Il arrive parfois de drôles de choses. Outre le fait que j'ai rencontré en vacances une copine d'enfance perdue de vue depuis 20 ans, il m'est arrivé récemment un truc presque bizarre.
En sortant un soir du boulot et pour me rendre sur les champs Elysées au cinéma, je me suis trouvée dans le métro juste derrière un Homme en joli costume, impeccablement coupé, chaussures bien nettes, carrure intéressante, port de tête style « je sais que je suis beau ».
C'est en le détaillant que j'ai vu sur son épaule une énorme goutte d'eau, posée là, et ne voulant ni pénétrer dans le tissu, ni glisser en avant ou arrière. Elle était là, elle se trouvait bien là, elle voyait bien ce qui se passait et profitait du panorama. Il faut quand même ajouter qu'il avait plu dehors. C'était donc sans aucun doute une goutte de pluie, elles ont généralement un caractère mieux trempé que les autres, les postillons et éclaboussures diverses.
J'en étais là dans mon délire, totalement hypnotisée par la goutte et fixant l'homme de dos, pensant à ce que je pourrais écrire dans mon blog sur les gens qui se croient impec et qu'un détail vient contrarier, lorsque je suis arrivée à ma station.
L'Homme est descendu aussi, a marché devant moi puis nous nous sommes séparés car il prenait la direction opposée à la mienne. La goutte était toujours là.
C'est alors que j'ai vu l'Homme, réaliser soudain qu'il s'était trompé, revenir sur ses pas et prendre la même direction que moi. Jusque là, rien de très étonnant.
Une fois sur le quai il est parti à gauche, emmenant sa goutte, et moi à droite. Quelques secondes avant l'arrivée du métro, il est revenu vers le milieu du quai, et moi de même car j'avais réalisé que ma sortie se trouvait au milieu.
C'est alors que, une fois de plus, nous nous trouvons tous les 3 côte à côte dans le wagon : Lui, sa goutte et moi. Et bien entendu, nous sommes descendus, sans nous adresser un regard de plus, à la même station. Nos chemins se sont séparés à ce moment. J'avoue que j'étais un peu déçue de m'être fait « un film » à ce point. Il n'y a en effet rien d'extraordinaire à faire le trajet en même temps que quelqu'un qui a pris la pluie puis le métro à Saint Lazare pour se rendre à Franklin Roosevelt à la même heure.
OK.
Je suis donc allée au cinéma avec mon mari, et je n'ai bien sûr rien raconté puisqu'il n'y avait rien à raconter... Et j'ai complètement oublié cette histoire de goutte.
En sortant du cinéma environ 2h plus tard, nous avons erré quelques minutes en nous demandant où nous pourrions aller dîner ce soir là, avec l'envie de changer un peu des éternels Sushis que j'adore.
Profitant du choix immense qu'offre de quartier, nous avons donc opté pour un restau branché, où, ce qui ne gâche rien, on mange bien.
Bien installée dans ma banquette, nous commençons à discuter du film et de choses et d'autres.
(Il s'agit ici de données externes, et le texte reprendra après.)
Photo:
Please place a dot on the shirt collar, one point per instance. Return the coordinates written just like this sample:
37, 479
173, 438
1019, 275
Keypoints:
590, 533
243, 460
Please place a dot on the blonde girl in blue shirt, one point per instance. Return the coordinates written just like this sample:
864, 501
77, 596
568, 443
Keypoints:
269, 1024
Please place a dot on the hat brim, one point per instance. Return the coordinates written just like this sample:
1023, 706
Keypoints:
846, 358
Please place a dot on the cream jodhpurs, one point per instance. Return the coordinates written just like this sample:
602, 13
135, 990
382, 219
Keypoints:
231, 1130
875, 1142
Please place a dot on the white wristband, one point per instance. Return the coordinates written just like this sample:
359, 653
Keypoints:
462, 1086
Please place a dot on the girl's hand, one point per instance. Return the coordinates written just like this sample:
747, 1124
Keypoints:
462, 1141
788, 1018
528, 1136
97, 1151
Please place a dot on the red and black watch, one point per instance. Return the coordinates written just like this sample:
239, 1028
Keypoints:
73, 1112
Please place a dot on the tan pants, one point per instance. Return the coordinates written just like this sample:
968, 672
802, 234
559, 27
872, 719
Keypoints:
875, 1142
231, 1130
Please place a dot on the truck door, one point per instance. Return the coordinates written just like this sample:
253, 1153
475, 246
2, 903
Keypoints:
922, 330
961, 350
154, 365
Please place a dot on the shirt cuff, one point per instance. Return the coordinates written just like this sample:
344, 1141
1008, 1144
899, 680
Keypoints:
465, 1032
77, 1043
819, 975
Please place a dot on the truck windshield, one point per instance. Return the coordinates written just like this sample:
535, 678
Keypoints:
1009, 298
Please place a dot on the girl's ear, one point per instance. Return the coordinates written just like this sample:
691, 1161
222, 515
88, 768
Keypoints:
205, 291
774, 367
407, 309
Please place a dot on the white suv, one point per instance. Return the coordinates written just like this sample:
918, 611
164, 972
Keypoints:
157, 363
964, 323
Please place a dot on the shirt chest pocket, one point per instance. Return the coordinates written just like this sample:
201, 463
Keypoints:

Après la prise de commande, mon cher et tendre s'éclipse quelques instants pour répondre à l'appel de la nature, je laisse mon regard vagabonder, en l'attendant, transie d'amour. Ou peut-être était-ce le froid ? Possible, car ceux qui ont vécu ce mois d'août 2006 à Paris en savent quelque chose...
Bref. Mon regard se pose finalement droit devant moi, soit juste derrière la place que mon mari aurait du occuper. Et là....
Vous avez déjà deviné....
Une silhouette familière, de profil. A un mètre de moi. Comme je suis aussi physionomiste qu'une rape à fromage, j'ai douté un instant.
Puis je l'ai vue.
Sa veste était posée précautionneusement sur l'accoudoir.
Sur l'épaule, j'ai aperçu une petite auréole sombre.....
C'est dingue quand même non ???????
Il a tourné la tête un instant, m'a vue et j'ai vu quelque chose dans ses yeux. Du genre « tiens, je la connais elle, mais d'où ? », puis il a détourné le regard.